More details about the Gallup Poll.
Gallup interviewed 546 former smokers, of whom 25-30 said they quit with patches, 14-19 said they quit smoking with e-cigs, 9-13 said they quit with prescription drugs, and 3-8 said they quit with nicotine gum.
While a larger random sample of former smokers would provide more accurate and reliable evidence, a random sample of 546 is not meaningless (although that's probably what e-cig opponents would say just to discredit the survey findings).
From the Gallup Poll:
Overall, 19% of Americans in Gallup's July Consumption Survey say they currently smoke, 24% are former smokers (they used to smoke on a regular basis), and 56% have never smoked.
With 2,020 survey respondents, that question had a maximum margin of sampling error of 3%.
There are 240 million Americans over the age of 18, and 24% of that would be 57.6 million former smokers in the US (which is several million higher, but consistent with other survey findings). 3% of 57.6 million is
1.728 million, which is consistent with what I and others have estimated (as I've been saying since 2011 that more than a million smokers in the US have quit by switching to e-cigarettes). I think its now accurate to say that between 1-2 million smokers in the US have quit by switching to e-cigs.

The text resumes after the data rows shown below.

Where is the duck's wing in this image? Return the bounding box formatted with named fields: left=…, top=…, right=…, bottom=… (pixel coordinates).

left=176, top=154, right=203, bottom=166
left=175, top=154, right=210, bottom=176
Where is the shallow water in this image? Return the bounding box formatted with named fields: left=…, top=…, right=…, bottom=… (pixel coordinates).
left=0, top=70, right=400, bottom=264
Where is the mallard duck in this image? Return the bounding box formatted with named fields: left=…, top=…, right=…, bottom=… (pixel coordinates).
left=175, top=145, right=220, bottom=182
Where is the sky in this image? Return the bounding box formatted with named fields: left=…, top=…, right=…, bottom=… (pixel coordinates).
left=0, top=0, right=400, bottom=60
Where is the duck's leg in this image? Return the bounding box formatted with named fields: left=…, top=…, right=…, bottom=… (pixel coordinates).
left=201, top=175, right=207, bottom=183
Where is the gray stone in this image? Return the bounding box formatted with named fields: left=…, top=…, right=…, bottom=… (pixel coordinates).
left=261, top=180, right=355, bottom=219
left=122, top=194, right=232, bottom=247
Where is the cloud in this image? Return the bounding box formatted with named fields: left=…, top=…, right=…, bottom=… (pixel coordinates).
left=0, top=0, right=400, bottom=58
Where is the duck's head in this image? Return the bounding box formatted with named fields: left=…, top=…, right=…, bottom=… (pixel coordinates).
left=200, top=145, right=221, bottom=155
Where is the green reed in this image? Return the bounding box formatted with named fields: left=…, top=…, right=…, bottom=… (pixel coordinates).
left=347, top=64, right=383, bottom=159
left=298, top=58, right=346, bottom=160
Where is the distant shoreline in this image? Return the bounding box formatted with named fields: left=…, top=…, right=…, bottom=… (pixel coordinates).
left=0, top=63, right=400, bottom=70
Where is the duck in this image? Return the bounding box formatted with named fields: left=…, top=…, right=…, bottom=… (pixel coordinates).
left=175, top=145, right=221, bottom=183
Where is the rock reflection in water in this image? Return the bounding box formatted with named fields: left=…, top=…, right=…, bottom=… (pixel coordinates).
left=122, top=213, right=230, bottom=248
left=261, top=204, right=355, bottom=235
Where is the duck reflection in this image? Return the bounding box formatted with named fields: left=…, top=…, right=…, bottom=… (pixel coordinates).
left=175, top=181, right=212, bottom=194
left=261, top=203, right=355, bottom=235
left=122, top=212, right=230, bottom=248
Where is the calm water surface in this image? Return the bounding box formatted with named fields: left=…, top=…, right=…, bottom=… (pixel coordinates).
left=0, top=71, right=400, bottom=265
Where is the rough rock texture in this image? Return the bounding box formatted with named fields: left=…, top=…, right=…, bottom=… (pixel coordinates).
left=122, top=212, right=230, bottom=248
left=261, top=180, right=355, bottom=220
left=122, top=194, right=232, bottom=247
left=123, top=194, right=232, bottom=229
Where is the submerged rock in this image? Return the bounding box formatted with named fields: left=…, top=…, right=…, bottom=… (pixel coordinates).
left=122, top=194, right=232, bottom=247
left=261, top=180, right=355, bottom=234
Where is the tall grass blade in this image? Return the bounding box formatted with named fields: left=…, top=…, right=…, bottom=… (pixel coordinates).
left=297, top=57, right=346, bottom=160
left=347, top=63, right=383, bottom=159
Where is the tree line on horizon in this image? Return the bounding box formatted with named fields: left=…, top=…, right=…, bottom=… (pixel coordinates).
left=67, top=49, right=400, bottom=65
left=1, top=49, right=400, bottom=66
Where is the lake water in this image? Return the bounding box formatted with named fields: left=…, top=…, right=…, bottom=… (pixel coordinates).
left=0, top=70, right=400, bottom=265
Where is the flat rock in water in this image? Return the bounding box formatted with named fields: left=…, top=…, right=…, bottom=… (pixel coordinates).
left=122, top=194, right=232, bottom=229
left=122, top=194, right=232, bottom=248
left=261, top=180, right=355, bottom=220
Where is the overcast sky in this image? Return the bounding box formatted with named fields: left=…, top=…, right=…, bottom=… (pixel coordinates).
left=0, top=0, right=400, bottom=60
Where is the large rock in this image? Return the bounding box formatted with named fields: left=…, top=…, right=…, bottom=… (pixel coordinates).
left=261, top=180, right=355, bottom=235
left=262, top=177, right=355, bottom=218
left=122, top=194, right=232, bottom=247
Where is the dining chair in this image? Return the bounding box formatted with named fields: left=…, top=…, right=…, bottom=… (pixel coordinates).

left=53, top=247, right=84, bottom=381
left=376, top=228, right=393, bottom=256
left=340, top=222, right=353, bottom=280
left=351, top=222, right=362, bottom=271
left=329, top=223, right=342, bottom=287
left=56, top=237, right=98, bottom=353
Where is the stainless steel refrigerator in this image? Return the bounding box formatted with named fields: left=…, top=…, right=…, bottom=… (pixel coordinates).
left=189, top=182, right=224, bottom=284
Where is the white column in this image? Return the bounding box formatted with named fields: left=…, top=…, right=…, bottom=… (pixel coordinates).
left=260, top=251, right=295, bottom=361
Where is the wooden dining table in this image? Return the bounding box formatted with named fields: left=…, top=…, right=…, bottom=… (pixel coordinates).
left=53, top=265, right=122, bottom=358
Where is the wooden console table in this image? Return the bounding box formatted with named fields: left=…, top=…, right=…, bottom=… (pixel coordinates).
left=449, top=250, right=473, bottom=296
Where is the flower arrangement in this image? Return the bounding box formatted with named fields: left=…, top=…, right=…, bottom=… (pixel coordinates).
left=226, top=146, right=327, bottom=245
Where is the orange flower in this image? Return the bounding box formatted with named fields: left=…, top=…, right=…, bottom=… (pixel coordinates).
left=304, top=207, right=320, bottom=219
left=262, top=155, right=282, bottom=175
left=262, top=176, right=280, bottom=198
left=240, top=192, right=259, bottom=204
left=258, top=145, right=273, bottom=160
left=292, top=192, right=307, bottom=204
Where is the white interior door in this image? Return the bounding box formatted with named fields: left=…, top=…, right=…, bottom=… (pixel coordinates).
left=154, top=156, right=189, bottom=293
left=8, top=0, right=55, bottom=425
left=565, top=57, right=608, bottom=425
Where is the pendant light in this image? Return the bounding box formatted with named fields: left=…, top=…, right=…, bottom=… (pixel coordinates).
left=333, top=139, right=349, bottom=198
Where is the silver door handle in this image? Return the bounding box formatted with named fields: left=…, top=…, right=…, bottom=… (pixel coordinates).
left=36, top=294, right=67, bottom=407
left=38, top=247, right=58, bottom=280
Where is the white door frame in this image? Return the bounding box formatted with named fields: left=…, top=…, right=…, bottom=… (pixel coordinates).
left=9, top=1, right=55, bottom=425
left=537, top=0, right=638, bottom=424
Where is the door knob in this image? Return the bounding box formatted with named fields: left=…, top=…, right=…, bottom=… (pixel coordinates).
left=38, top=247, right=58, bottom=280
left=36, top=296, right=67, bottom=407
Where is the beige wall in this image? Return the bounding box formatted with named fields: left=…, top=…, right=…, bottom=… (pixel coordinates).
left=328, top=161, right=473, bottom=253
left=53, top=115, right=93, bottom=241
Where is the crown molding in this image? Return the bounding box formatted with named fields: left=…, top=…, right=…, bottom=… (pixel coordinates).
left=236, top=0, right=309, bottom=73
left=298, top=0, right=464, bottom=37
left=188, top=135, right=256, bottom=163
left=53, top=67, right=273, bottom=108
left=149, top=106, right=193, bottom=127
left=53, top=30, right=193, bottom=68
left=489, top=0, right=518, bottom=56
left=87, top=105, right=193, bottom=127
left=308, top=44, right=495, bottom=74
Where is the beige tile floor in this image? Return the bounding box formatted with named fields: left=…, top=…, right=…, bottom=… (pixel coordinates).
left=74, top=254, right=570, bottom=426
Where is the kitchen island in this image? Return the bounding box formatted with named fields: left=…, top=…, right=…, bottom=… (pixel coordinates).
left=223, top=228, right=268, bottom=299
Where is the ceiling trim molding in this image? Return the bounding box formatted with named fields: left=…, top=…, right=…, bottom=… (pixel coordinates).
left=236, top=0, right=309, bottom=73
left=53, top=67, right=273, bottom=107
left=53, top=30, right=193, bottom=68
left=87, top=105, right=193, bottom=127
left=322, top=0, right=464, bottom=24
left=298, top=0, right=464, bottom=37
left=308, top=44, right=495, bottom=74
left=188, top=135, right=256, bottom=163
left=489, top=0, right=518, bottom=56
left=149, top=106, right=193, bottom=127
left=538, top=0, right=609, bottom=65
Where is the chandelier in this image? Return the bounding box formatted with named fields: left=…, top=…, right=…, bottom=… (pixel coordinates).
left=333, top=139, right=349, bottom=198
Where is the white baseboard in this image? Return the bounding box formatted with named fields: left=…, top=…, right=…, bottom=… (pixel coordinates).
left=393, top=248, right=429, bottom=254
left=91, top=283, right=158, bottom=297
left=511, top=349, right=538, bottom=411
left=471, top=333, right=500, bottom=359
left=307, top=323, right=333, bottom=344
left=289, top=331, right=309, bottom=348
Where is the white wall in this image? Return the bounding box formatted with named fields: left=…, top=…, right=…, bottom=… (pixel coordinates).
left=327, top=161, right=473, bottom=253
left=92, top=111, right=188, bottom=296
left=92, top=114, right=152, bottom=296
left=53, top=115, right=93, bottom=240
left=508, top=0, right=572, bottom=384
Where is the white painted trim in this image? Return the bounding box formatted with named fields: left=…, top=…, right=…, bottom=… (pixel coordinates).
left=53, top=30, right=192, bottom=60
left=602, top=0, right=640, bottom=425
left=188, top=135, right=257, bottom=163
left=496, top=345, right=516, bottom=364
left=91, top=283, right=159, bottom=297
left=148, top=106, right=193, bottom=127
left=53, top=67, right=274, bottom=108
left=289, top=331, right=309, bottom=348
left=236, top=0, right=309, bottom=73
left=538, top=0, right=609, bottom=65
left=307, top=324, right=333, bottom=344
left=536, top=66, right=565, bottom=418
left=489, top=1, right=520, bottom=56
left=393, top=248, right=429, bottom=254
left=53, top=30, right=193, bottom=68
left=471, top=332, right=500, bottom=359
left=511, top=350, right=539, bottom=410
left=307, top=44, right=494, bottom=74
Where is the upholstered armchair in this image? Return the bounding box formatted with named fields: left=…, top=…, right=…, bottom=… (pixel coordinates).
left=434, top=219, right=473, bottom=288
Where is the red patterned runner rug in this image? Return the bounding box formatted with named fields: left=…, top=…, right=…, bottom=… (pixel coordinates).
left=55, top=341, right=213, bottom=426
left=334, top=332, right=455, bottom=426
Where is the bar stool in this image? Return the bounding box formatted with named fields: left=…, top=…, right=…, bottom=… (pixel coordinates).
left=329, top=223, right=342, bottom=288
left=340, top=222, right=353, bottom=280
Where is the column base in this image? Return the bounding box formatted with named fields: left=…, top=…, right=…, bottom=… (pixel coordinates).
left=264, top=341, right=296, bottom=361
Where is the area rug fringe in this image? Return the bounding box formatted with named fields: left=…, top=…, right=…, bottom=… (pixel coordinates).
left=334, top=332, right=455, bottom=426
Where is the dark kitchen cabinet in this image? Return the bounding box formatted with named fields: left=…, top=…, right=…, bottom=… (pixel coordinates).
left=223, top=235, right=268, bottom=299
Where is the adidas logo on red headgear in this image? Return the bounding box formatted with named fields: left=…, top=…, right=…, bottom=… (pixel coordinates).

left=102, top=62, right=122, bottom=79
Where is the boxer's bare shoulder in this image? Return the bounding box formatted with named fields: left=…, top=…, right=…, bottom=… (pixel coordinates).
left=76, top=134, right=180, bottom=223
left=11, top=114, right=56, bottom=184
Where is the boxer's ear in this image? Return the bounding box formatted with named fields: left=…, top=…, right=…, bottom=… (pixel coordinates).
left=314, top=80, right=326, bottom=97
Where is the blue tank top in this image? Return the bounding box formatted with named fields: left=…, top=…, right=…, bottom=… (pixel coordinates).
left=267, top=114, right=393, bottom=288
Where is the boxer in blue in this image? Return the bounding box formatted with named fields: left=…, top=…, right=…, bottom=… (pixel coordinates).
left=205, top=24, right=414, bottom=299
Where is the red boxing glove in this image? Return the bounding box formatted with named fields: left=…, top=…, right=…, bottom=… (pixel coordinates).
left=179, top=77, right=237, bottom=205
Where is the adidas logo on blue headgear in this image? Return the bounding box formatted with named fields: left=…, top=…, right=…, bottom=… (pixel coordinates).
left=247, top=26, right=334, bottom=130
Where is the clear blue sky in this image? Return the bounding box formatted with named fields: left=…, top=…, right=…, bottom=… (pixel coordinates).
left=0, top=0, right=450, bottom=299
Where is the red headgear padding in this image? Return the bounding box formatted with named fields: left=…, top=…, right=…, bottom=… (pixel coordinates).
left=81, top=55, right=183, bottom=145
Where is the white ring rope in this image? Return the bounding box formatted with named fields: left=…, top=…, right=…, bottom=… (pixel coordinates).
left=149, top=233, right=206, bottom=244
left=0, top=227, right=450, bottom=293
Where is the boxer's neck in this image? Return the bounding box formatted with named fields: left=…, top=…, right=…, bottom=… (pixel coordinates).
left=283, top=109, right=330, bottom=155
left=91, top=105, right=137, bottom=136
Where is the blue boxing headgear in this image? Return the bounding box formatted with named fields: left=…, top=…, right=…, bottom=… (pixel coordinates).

I think its also now accurate to say that 1-2 million (and perhaps 2-3 million) smokers have significantly reduced their cigarette consumption by substituting e-cigarettes (but they still smoke daily or occassionally).
Also from Gallup Poll
The quarter of Americans who are former smokers are primarily defined by age: 41% of those 65 and older used to smoke, but do not now, compared with 12% of those aged 18 to 29.
This is also important, as most of the survey's "former smokers" (and most former smokers in the US) are older and quit decades ago.
Perhaps an even more important finding of this Gallup Poll was that just 5% of former smokers reported quitting with patches, just 2% reported quitting with prescription drugs, and only 1% reported quitting with nicotine gum.
That has to be considered terrible news for the FDA and for drug companies, who have aggressively marketed their products as "proven to be the most effective way to quit smoking" for decades, and who have given $200-$300 million to CTFK, ACS, AHA, ALA, AMA, AAP, Pinney Associates, ATTUD, Legacy, smoking cessation researchers, etc. to promote and lobby for special protection for FDA approved drugs.
What would be truly helpful would be surveys of "former smokers" who quit smoking in the past decade (or in the past five years), as I suspect that a majority (or close to a majority) of people who quit smoking in past five years did so with e-cigarettes.
But of course, the CDC, FDA, NCI, Legacy, ACS, etc. won't fund or conduct that type of truly needed survey, because doing so would expose their decades of lies, destroy their own credibility, and could cause Congressional hearings and heads to roll at FDA. We need to find someone to fund that type of survey/study.